I’d want to know that women’s chances in sport had not been affected. I’d want to know that religious women hadn’t suffered due to loss of single-sex spaces.
I’d want to know that safeguarding procedures were still robust, that children still had rights to single-sex facilities, that people could still request, and access, a health or care provider of their own sex when it was important to them.
I’d want to know that demographic data was still sound, that service planning hadn’t been negatively impacted. I’d want to track any effect on the pay gap and on women’s employment. I’d want to know there were no human rights abuses (such as mixed-sex prisons).
I’d want to know if the policy made things better, worse, or unchanged for the most vulnerable in society. That’s just off the top of my (non-expert) head. What have I got wrong? What have I missed?
There’s all that, but there’s also just the fundamental ground-level fact that truth matters. There are some categories a human can identify into or out of, and there are others where that makes no sense. We need things to make sense. People can play and dream and imagine and fantasize that they are birds or planets or trees or the other sex all day long, but they can’t impose their fantasies on the rest of us. That may seem boring and confining but is it really? It seems to me that privacy is good for fantasy – more free, less beholden to anyone else. Anyway whether it is or not, we all have the right to remain non-complicit in anyone else’s fantasy.

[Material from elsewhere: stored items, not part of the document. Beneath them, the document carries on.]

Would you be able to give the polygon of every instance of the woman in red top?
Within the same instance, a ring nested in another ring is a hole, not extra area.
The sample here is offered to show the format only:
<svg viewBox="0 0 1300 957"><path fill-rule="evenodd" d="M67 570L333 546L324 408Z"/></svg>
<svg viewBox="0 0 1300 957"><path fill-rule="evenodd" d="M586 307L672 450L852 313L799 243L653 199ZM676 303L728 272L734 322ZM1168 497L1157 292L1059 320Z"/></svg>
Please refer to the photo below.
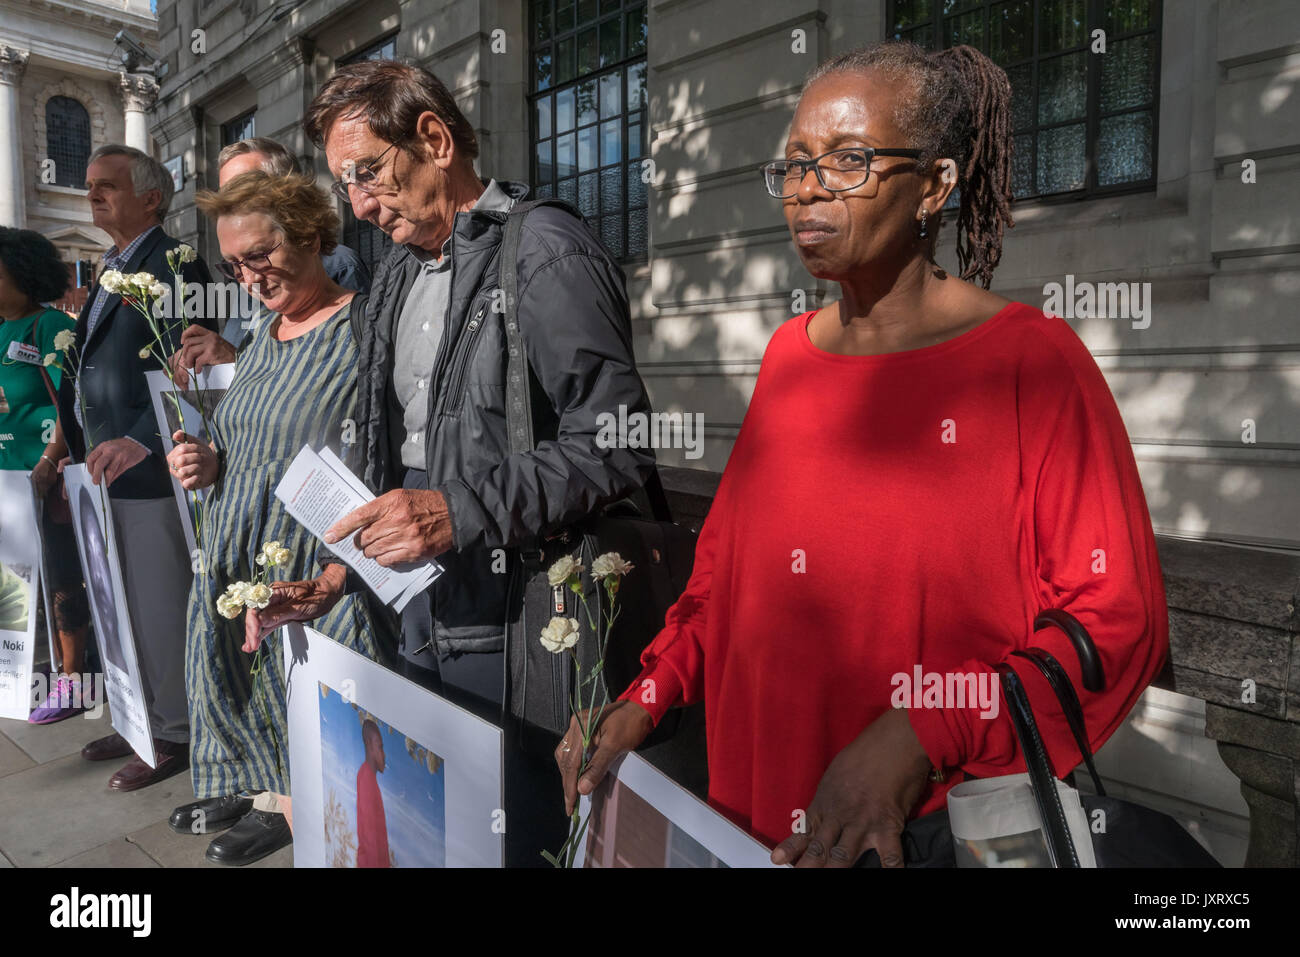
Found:
<svg viewBox="0 0 1300 957"><path fill-rule="evenodd" d="M1110 391L1063 320L986 291L1012 225L1010 95L965 46L882 44L809 78L764 175L804 265L842 296L769 343L685 593L581 780L576 725L556 751L570 806L702 698L710 802L775 863L847 867L874 848L899 865L906 820L964 772L1024 769L999 663L1056 770L1079 762L1012 651L1066 668L1094 748L1160 670L1159 563ZM954 187L961 279L933 260ZM1034 633L1047 608L1091 633L1104 690L1084 690L1064 634ZM974 700L924 695L929 675Z"/></svg>

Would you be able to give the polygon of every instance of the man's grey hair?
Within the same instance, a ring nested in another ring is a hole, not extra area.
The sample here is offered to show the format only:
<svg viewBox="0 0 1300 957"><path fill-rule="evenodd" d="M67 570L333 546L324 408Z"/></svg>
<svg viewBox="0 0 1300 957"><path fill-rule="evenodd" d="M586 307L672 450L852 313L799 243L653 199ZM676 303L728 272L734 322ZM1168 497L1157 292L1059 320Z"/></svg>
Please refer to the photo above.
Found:
<svg viewBox="0 0 1300 957"><path fill-rule="evenodd" d="M151 189L156 189L162 194L162 198L158 201L158 208L154 210L158 222L161 223L167 215L167 210L171 208L172 194L176 192L176 187L172 183L172 174L167 172L167 167L148 153L142 153L134 146L123 146L120 143L101 146L90 154L86 165L89 166L95 160L105 156L125 156L131 160L131 186L135 189L135 195L139 196Z"/></svg>
<svg viewBox="0 0 1300 957"><path fill-rule="evenodd" d="M272 176L288 176L298 172L298 161L293 154L267 136L250 136L246 140L231 143L217 154L217 170L225 166L236 156L248 153L260 153L263 157L262 169Z"/></svg>

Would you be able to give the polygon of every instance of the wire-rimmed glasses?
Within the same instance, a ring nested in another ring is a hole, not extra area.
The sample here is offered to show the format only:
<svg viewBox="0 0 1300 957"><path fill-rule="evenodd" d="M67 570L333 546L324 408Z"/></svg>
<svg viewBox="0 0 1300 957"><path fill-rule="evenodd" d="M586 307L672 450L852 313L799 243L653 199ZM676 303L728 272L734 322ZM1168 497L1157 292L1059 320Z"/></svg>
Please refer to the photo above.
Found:
<svg viewBox="0 0 1300 957"><path fill-rule="evenodd" d="M352 200L348 194L348 187L355 186L361 192L369 194L379 183L379 166L395 147L396 143L390 143L388 149L384 150L369 163L363 163L360 166L354 166L343 173L343 178L330 184L330 191L343 202L347 203Z"/></svg>
<svg viewBox="0 0 1300 957"><path fill-rule="evenodd" d="M227 279L233 279L235 282L240 280L240 270L247 269L250 272L264 273L271 268L271 253L275 252L284 245L284 240L280 240L264 253L254 253L244 259L223 259L217 263L217 269Z"/></svg>
<svg viewBox="0 0 1300 957"><path fill-rule="evenodd" d="M817 182L832 193L857 189L871 175L871 161L877 156L909 156L917 159L920 150L876 149L871 146L831 150L812 159L781 159L759 167L763 182L774 199L789 199L799 192L799 184L808 170L817 171ZM824 162L825 160L830 162Z"/></svg>

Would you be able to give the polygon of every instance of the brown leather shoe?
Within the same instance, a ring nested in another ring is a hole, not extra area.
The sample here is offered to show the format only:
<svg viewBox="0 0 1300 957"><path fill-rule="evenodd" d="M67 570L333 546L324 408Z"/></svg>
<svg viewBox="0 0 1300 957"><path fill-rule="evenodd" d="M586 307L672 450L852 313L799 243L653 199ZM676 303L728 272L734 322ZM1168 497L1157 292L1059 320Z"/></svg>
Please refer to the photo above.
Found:
<svg viewBox="0 0 1300 957"><path fill-rule="evenodd" d="M155 740L153 749L158 767L151 768L140 760L139 755L133 755L130 761L109 778L108 786L114 791L138 791L173 774L179 774L190 766L189 745Z"/></svg>
<svg viewBox="0 0 1300 957"><path fill-rule="evenodd" d="M87 761L111 761L113 758L124 758L134 750L126 743L126 738L114 731L107 737L96 738L82 748L81 756Z"/></svg>

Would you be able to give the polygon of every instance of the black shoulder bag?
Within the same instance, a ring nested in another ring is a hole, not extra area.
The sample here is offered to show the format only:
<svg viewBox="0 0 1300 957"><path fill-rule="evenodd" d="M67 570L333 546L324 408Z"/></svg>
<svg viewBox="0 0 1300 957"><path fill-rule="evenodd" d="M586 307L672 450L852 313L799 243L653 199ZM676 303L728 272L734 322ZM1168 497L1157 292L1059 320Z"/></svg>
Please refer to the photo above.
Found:
<svg viewBox="0 0 1300 957"><path fill-rule="evenodd" d="M1079 656L1083 686L1100 691L1105 686L1101 658L1092 636L1069 612L1051 608L1034 619L1034 630L1055 627L1065 632ZM1080 794L1079 802L1088 816L1093 854L1098 867L1219 867L1209 851L1183 829L1176 820L1161 811L1108 797L1093 763L1088 744L1083 707L1061 663L1042 648L1013 651L1013 655L1034 664L1047 679L1060 702L1065 722L1074 736L1083 763L1092 778L1095 794ZM1056 774L1038 731L1033 707L1019 676L1007 664L998 667L1002 697L1015 729L1016 741L1025 756L1025 769L1034 803L1042 821L1042 833L1053 867L1077 868L1079 855L1066 824L1065 809L1057 793ZM952 829L947 810L935 811L909 821L903 831L903 863L906 867L953 867ZM868 851L859 867L878 867L880 858Z"/></svg>
<svg viewBox="0 0 1300 957"><path fill-rule="evenodd" d="M535 448L531 373L518 322L518 249L524 217L543 205L557 206L583 219L581 213L560 200L516 203L506 219L500 281L505 291L506 423L511 454ZM576 554L590 571L592 560L604 552L618 552L632 563L633 570L619 586L618 620L602 672L611 699L640 674L641 652L663 628L665 613L686 588L695 560L696 535L673 523L657 470L651 473L644 492L651 518L644 517L642 508L624 500L556 535L535 539L520 550L522 570L516 582L522 588L522 604L511 603L520 611L518 621L511 622L507 629L507 700L511 715L532 739L541 735L558 740L569 727L575 685L572 659L567 654L547 651L540 640L542 629L552 617L578 619L581 630L577 650L584 673L589 674L596 663L596 635L582 613L578 596L563 587L552 588L547 581L546 572L552 563L564 555ZM605 600L604 593L591 585L585 572L583 584L588 606L594 611L596 603ZM589 693L585 696L589 697ZM671 737L683 710L670 711L643 747ZM690 764L693 773L702 775L702 734L699 737L699 766L694 766L694 758L681 761Z"/></svg>

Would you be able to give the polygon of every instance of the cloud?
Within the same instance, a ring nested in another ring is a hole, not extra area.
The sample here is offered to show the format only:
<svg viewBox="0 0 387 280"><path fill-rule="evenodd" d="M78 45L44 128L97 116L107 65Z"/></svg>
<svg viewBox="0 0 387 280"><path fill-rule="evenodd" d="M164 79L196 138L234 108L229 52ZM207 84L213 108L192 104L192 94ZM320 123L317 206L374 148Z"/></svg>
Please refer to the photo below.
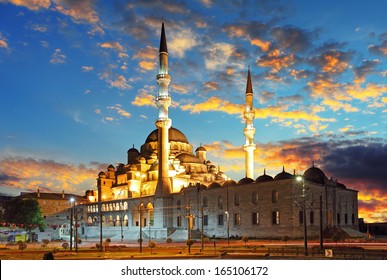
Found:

Therein lies the crux of the issue for me.
Why is it the fantasy of transgenderism, alone, that seems to get the social pass not only without official question, but also with actual penalties towards those people (mostly women) who dare to question it?
As an example, I have often asked why the notions of Otherkin aren’t similarly respected, lauded, and enshrined in law. Why aren’t people who claim to be dragons born in human bodies recognized as such in legal documents and procedures; why aren’t people who think that they are cats provided litter boxes in public restrooms, as they deserve?
The truth argument is obviously important, but less relevant, I think, to whether self-ID has truly been implemented in other countries ‘without problems’. It matters whether or not that’s true just because it does but we still need to be able to convince ourselves of whichever it is, even if we’re unlikely to convince anyone else.
What I like about this post is that it’s skepticism 101. There’s an awful lack of it around. I find myself having to teach people over and over again what evidence is, only to have my definition rejected as too inconvenient. To them, ‘evidence’ is something written down which superficially seems to broadly support some part of their argument. This becomes ‘evidence’ for the whole of their argument now, in the past and however it may change in the future.
And then here it is in a nutshell: what is our hypothesis? How do we test it? It’s like a breath of fresh air.
I imagine this approach will be rejected just as quickly for the same reason, but it’s good to have in mind when people dole out these mindless ‘truths’. And it helps us identify where studies and results and so on fit into arguments and where data is missing and needs to be collected.
For the record, I don’t quite agree with everything in the thread, or rather, I wouldn’t have put them quite that way. But it would be nice to have an adult conversation for once, arguing out the details.
Tracking data related to sex is vital. It would be really nice then if police stopped recording crimes by trans women as crimes by women; failing this, they contribute to muddied data.